Despite its limitations, OpenAPI is a powerful tool for API documentation and contract definition, especially when combined with modern frameworks. Its success in the REST API space demonstrates the value of standardised API descriptions, even with the challenges of maintaining true contract-first development practices.

AsyncAPI emerged as a response to the growing adoption of event-driven architectures and the limitations of OpenAPI in describing asynchronous APIs. While OpenAPI excelled at documenting RESTful endpoints, it couldn't adequately capture the complexities of message-based systems, WebSocket connections, or pub/sub patterns. AsyncAPI filled this gap by providing a specification designed specifically for asynchronous APIs while maintaining familiar concepts from OpenAPI.

asyncapi: 2.5.0
info:
  title: Payment Events API
  version: 1.0.0
channels:
  payment/processed:
    publish:
      message:
        payload:
          type: object
          properties:
            payment_id:
              type: string
            status:
              type: string
              enum: [SUCCESS, FAILED]
            timestamp:
              type: string
              format: date-time
    subscribe:
      message:
        payload:
          type: object
          properties:
            payment_id:
              type: string
            amount:
              type: number
            currency:
              type: string

AsyncAPI brings several unique advantages to asynchronous service contracts:

  • Native support for multiple messaging protocols (MQTT, AMQP, Kafka, WebSocket)
  • Clear distinction between publish and subscribe operations
  • Built-in schema validation for message payloads
  • Support for message headers and correlation patterns
  • Runtime documentation through AsyncAPI Studio
  • Code generation capabilities for multiple languages
  • Message Flow and Correlation: AsyncAPI provides basic support for message correlation through the Correlation ID Object (as defined in the specification), which allows for message tracing and correlation using runtime expressions. However, the specification focuses primarily on describing individual message structures and channels rather than complex message flows. While correlation IDs provide a way to link related messages, the specification itself does not provide explicit constructs for documenting complex event chains or choreography patterns. This is actually a fair limitation of the AsyncAPI. There has been discussion on this front in Github Issue

  • Protocol-Specific Features: The AsyncAPI specification aims to be protocol-agnostic, but this creates challenges in representing protocol-specific features. As documented in the AsyncAPI bindings section, while the specification provides binding objects for different protocols, these don't fully capture all protocol-specific behaviours. Again from a contracts stand point that does not seem to be a very problematic issue.

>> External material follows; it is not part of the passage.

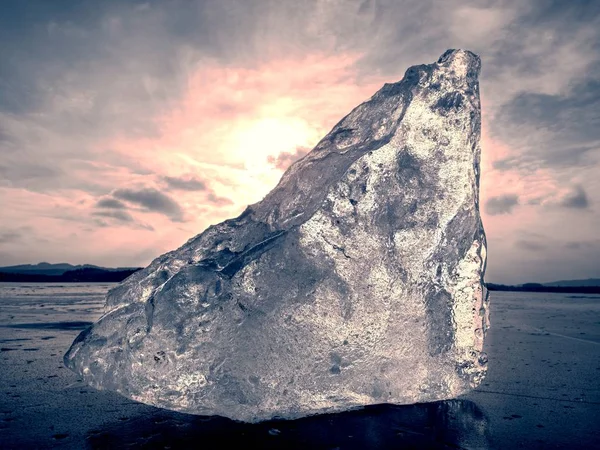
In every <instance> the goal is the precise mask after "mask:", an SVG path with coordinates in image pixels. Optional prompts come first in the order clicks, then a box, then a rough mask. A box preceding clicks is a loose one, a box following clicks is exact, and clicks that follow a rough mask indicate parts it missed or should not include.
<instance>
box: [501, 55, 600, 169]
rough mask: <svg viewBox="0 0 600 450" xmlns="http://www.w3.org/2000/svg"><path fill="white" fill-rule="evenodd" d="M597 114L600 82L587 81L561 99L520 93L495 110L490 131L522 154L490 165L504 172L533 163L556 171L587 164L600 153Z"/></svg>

  • Tooling Ecosystem: The AsyncAPI tooling ecosystem, while growing, is still maturing. The official AsyncAPI Generator and AsyncAPI Studio provide basic functionality, but as noted in the AsyncAPI community discussions, there are gaps in areas like:

    • Code generation quality for certain languages
    • Runtime validation tools
    • Integration testing frameworks
    • IDE support
  • Contract Implementation Model: The AsyncAPI specification's current trajectory seems mirrors OpenAPI's evolution in the REST space, focusing primarily on documentation capabilities. While this approach excels at API documentation and discovery, it can lead to a producer-centric implementation model where contracts become descriptive rather than prescriptive. This challenges the original contract-first design philosophy, potentially impacting the specification's effectiveness as a strict contract enforcement mechanism in event-driven architectures.

Despite these challenges, AsyncAPI represents a crucial evolution in service contract specifications, particularly as systems increasingly adopt event-driven architectures. Its ability to document asynchronous interactions in a standardised way provides valuable insights into system behaviour and helps teams maintain consistency across distributed systems. As the specification and its ecosystem continue to mature, it's likely to become an essential tool in the modern API landscape, complementing existing specifications like OpenAPI and Protocol Buffers.